Still reeling internally, Charles took the envelope. Inside was a small pile of black and white photographs, seemingly the product of a hidden camera. He sifted through them, feeling as if someone was squeezing their hand around his chest. Erik, still wearing that helmet, opening a file cabinet with nothing more than a gesture. Emma Frost, sorting through files. Both of them vanishing in a dark cloud through which the vague silhouette of, apparently, Satan could be seen. The accompanying note said, "Moira--Think Mann was on to something? Pictures from new CIA Op Center facility in Chicago. SL."

"What do you want me to do with this?" Charles asked, setting the photos down in the middle of the chessboard and looking up into Moira's solemn eyes.

Moira shrugged. "I don't know, Charles. But it's clear that Erik's making his move." She tapped the photos. "A lot of backup files from various facilities--including Mann's--were sent to this CIA Op Center office."

Of course, thought Charles, suddenly savagely angry with himself. He'd thought he was so clever, having the CIA agents destroy their own files, but he'd forgotten that some knowledge had been lost when Agent Mann and his assistants at the first Cerebro facility were killed. The only people who'd known about some of his work were gone, and so the files outlived the men who had written them. They'd been in the CIA's hands all this time, and now they were in Erik's. Stupid, stupid, stupid.

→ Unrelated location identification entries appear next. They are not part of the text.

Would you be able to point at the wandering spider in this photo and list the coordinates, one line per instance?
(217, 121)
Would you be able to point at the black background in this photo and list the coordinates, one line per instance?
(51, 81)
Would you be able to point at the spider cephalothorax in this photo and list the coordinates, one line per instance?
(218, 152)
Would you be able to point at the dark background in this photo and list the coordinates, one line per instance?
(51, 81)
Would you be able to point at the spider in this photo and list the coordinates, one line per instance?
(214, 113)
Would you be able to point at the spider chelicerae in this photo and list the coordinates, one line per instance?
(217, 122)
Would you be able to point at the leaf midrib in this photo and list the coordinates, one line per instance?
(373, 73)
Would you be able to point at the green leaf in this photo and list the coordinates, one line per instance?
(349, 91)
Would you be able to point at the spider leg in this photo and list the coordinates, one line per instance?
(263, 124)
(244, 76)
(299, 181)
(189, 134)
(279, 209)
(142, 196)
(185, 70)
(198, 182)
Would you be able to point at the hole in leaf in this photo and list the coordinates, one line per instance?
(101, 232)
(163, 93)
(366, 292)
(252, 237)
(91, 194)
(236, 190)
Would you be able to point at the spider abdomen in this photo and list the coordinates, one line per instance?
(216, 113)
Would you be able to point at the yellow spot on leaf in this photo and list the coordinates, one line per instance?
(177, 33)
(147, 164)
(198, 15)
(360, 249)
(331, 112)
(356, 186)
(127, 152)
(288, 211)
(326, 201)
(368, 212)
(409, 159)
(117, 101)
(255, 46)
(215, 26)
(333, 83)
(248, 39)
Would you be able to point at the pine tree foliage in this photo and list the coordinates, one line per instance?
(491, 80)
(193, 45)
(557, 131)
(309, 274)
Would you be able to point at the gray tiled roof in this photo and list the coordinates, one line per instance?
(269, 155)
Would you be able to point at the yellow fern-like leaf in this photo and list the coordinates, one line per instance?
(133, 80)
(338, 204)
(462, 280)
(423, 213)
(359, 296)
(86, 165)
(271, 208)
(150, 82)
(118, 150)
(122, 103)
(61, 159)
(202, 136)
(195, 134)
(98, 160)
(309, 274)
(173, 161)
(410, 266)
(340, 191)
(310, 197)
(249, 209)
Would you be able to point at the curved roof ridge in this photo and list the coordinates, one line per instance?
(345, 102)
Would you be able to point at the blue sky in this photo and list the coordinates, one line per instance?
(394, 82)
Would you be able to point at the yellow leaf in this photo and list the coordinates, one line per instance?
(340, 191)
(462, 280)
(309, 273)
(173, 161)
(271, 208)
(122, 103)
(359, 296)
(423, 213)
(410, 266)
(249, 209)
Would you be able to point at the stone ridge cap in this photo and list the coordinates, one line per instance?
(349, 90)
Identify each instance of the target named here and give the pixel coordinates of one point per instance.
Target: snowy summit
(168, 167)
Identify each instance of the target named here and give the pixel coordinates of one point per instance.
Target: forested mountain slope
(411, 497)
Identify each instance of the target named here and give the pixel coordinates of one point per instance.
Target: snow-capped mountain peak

"If I had to guess," Moira continued, "I'd say he's probably recruiting." She stood up suddenly, brushing imaginary wrinkles and dust from her skirt. "I admire what you're doing here," she said. "Your efforts to make a place for these kids, putting Alex and Sean through school, the science you're doing with Hank. But you'd better think about what you're going to do if Erik turns out to be the next Sebastian Shaw."

Charles's anger was swiftly turned outwards. "Don't you dare say that," he said. "Erik isn't Shaw. You can't even compare them."

Moira was silent for a long moment. "Maybe not," she said. "But two junior agents on watch duty were found dead outside the door of that file room. They'd been strangled with lengths of pipe. You know me, I've never thought that mutants in general pose a threat to the security of this nation, any more than I've ever thought that homosexuals pose a threat to security. But if Erik's not careful, he's likely to make some powerful enemies in some high places." She blew out a long huff of air before saying, "Well, anyway, I've got a date. Best go fix my hair."

"Your hair looks fine," said Charles automatically, used to this sort of thing after years being the main source of emotional support for a younger sister. "Moira, about Erik and me...."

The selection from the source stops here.